By definition, child abuse does not discriminate by race, culture, or the social status of the perpetrator. A child abuser can be any person– a coworker, friend, or neighbor, any of whom may or may not have a criminal record.

People who abuse children often have something in common: many have either repeatedly witnessed or have been victims of child abuse themselves. The assumption that a caregiver is nice person or the ideal community leader should never exclude the possibility of child abuse if the suspicion is warranted.

Failure to investigate concerns can be hazardous, if not fatal, to a child who is not immediately removed from a hostile living environment.

The recent attention that the media has given to cases of child abuse at the hands of their adopted parents has raised the question:  ”Are children being placed in imminent danger of physical and sexual abuse by being slated for international adoption?” This question has caused many countries, like Russia, to shut down all international adoptions, and other countries to suspend them.

Because of this politically initiated knee-jerk response, orphan children are now condemned to a life of institutional care living, and are thus being exposed to all the health hazards that are associated with it. These children are now at even higher risk of physical and sexual abuse. Orphan children now are confined to a closed community, with little supervision. The perpetrator may be the one in charge of the child’s well-being, thus making the reporting of these actions highly unlikely.

Institutions are filled with unwanted children, and they are magnets for sexual predators.
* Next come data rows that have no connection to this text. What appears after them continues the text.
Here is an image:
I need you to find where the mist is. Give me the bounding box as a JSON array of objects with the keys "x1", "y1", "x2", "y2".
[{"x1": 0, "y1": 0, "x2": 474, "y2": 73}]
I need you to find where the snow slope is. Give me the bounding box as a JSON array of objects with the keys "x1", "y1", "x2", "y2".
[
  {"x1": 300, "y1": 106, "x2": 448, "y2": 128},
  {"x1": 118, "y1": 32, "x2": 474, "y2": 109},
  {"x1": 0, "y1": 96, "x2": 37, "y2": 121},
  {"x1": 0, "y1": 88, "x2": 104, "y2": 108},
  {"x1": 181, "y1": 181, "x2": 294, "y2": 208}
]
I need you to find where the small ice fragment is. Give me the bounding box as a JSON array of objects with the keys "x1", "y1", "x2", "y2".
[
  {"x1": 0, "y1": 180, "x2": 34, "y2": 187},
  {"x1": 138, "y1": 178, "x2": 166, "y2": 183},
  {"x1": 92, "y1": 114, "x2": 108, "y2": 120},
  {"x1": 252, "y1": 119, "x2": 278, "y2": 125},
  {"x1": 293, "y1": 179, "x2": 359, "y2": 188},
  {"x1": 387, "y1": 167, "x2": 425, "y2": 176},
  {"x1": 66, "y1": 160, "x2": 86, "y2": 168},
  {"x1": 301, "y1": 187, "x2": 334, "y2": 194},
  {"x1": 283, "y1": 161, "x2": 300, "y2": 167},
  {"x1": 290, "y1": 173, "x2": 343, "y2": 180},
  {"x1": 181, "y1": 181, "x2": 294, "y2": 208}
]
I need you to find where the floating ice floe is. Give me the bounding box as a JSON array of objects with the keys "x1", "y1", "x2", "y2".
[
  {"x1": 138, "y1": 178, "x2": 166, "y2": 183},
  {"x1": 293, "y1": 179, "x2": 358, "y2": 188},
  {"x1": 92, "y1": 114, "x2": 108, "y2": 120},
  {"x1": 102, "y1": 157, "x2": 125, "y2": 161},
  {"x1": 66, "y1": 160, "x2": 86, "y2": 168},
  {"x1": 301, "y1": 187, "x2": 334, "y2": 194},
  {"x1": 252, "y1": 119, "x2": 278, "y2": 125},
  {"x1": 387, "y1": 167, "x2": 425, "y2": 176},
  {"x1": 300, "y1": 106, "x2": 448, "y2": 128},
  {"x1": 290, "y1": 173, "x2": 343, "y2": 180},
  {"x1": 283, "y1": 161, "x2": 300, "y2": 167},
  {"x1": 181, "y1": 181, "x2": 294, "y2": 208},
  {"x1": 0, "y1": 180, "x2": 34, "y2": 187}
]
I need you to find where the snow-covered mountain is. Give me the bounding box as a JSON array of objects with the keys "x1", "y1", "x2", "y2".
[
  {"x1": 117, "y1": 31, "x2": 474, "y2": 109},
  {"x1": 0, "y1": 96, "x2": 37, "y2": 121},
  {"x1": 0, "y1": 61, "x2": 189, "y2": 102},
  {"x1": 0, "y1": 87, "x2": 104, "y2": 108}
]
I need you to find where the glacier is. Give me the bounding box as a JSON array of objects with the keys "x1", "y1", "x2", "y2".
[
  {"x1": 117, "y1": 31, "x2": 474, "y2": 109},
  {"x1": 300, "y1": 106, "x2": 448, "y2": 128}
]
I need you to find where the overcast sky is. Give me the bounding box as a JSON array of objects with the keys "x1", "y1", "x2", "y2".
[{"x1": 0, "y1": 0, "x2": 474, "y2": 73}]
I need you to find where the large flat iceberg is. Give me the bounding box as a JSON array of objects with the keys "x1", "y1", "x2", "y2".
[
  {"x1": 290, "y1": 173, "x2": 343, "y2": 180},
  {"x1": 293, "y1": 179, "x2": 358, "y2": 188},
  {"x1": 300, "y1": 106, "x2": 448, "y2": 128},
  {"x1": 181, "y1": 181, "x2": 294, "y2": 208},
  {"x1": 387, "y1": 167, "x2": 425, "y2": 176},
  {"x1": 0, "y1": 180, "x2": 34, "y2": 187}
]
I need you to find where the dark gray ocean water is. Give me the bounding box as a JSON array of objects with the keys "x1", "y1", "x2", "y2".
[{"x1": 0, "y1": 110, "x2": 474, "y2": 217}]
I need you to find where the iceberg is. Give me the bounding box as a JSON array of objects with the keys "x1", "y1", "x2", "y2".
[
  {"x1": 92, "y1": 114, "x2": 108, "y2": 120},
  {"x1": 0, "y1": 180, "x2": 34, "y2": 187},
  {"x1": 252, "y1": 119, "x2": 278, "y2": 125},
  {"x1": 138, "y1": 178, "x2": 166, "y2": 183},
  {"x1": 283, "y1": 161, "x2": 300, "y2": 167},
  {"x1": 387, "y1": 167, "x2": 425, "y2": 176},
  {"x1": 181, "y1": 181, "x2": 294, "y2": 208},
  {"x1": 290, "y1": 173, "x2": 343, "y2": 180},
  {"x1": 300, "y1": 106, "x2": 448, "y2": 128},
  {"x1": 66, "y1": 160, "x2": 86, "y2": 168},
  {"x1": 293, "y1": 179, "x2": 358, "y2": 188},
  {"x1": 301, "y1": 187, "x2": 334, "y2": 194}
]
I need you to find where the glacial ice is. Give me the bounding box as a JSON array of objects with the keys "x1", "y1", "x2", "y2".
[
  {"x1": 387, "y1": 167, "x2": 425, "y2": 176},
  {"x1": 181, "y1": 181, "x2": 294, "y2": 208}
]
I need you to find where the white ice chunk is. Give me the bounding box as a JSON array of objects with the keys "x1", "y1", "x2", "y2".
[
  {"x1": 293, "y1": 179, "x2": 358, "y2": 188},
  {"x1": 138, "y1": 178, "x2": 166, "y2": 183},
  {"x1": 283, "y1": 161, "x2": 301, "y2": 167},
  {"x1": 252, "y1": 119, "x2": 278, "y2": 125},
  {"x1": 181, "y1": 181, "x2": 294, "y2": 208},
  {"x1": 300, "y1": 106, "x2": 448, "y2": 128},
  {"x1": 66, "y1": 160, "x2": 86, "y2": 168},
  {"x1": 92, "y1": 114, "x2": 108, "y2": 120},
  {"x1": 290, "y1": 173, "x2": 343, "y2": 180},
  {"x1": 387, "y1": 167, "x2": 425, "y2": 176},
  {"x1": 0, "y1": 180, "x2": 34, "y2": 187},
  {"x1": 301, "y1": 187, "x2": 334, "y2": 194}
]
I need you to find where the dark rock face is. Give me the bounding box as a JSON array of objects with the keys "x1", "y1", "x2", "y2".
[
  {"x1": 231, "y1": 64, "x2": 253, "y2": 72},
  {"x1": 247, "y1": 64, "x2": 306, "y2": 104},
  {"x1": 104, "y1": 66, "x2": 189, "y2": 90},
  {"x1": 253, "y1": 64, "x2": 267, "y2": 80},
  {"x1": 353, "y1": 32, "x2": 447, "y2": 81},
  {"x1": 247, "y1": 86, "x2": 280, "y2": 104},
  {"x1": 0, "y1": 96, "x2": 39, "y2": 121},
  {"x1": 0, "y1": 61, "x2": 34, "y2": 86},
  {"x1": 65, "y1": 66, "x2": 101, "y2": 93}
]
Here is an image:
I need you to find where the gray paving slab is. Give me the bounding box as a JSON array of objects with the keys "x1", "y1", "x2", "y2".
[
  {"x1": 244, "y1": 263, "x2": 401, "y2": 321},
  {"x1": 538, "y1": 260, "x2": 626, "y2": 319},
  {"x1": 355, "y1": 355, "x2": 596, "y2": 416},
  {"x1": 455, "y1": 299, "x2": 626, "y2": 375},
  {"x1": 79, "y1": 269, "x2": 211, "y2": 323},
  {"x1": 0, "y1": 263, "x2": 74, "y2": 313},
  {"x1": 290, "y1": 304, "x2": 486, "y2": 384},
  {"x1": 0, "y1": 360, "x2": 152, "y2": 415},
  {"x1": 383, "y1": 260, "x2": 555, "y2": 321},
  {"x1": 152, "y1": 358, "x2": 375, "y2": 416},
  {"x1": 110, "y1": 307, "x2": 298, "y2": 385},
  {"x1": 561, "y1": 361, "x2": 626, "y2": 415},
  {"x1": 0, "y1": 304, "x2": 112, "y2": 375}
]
Child abuse is also common within the confines of the orphanage walls by the older children from the same orphanage. This, too, occurs because of lack of supervision, reporting, and the easy accessibility to children. Fear of reporting incidents makes orphans prime candidates for all types of abuse. These types of stories are rerely reported upon; they often remain forever concealed behind closed doors.

Over the years, I have met many adoptive parents and I have observed one similar common characteristic. They are the most wonderful and caring people that I have ever met.

Adoptive parents are very attuned to the health care of their children and want only what is best for their child. It is the rare case when an adoptive parent abuses the child, though sadly it does occur. Statistically speaking, however, the incidence of child abuse is exponentially higher in the environment the child has left.

Headline news: “Local child from a small town in Russia is beaten by his biological parents.” This type of headline just does not make for a good story. But “Internationally Adopted child from Russia beaten by his adoptive parents in New York”– this make for a great headline news story that will increase viewer ratings.

In a case of child abuse, there are numerous historical features that are universally encountered, regardless of the country where the abuse occurred:

  1. A discrepancy in the reported history that is given by the parent, or an injury that has a mechanism that is physically impossible to have occured within the described sequence of events (e.g., A severe Intracranial head bleed secondary to a fall after an 11-month-old child “tripped.”)
  2. Frequent changes in the history of events related to the injury.
  3. Delay in seeking medical attention.
  4. History of violence or child abuse in the caregiver as a child.
  5. Inappropriate affect of the caregiver.
  6. Social isolation of the child or caregiver from friends or family.
  7. Stress or crisis in a family.
  8. Unrealistic expectations of the caregiver for the child.

Once a case is officially being investigated for child abuse, many of these features become easily recognizable. When a television station reports on such cases, they usually add the question, “Why didn’t anyone see these clues before the child was beaten to death?” The answer is not so simple. When the media reports on a child abuse story, they generally have a timeline of events as they unfolded. In the real world, it does not occur that way. The signs appear slowly, but if one is given this data piecemeal, the case may not be so obvious.

The medical and behavioral problems associated with international adoption can cause a great deal of stress on the family, causing a momentary lack of reason that can drive one to physically harm their child. While it is not always the case, an astute medical professional should always entertain the possibility of child abuse in their differential diagnosis if presented with suspicious clinical evidence. Child abuse should always be reported and investigated. It should never be dismissed because “the parents look too nice” or “are not capable of hurting a child.”

The international adoption community as a whole– from agencies, social workers, and medical professionals– have the responsibility to educate adoptive parents on how to deal with the problems associated with internationally adopted children. By better preparing the families with education, support services, and resources, we as a group may be able to prevent some of the devastating cases of child abuse that occur within the adoption community.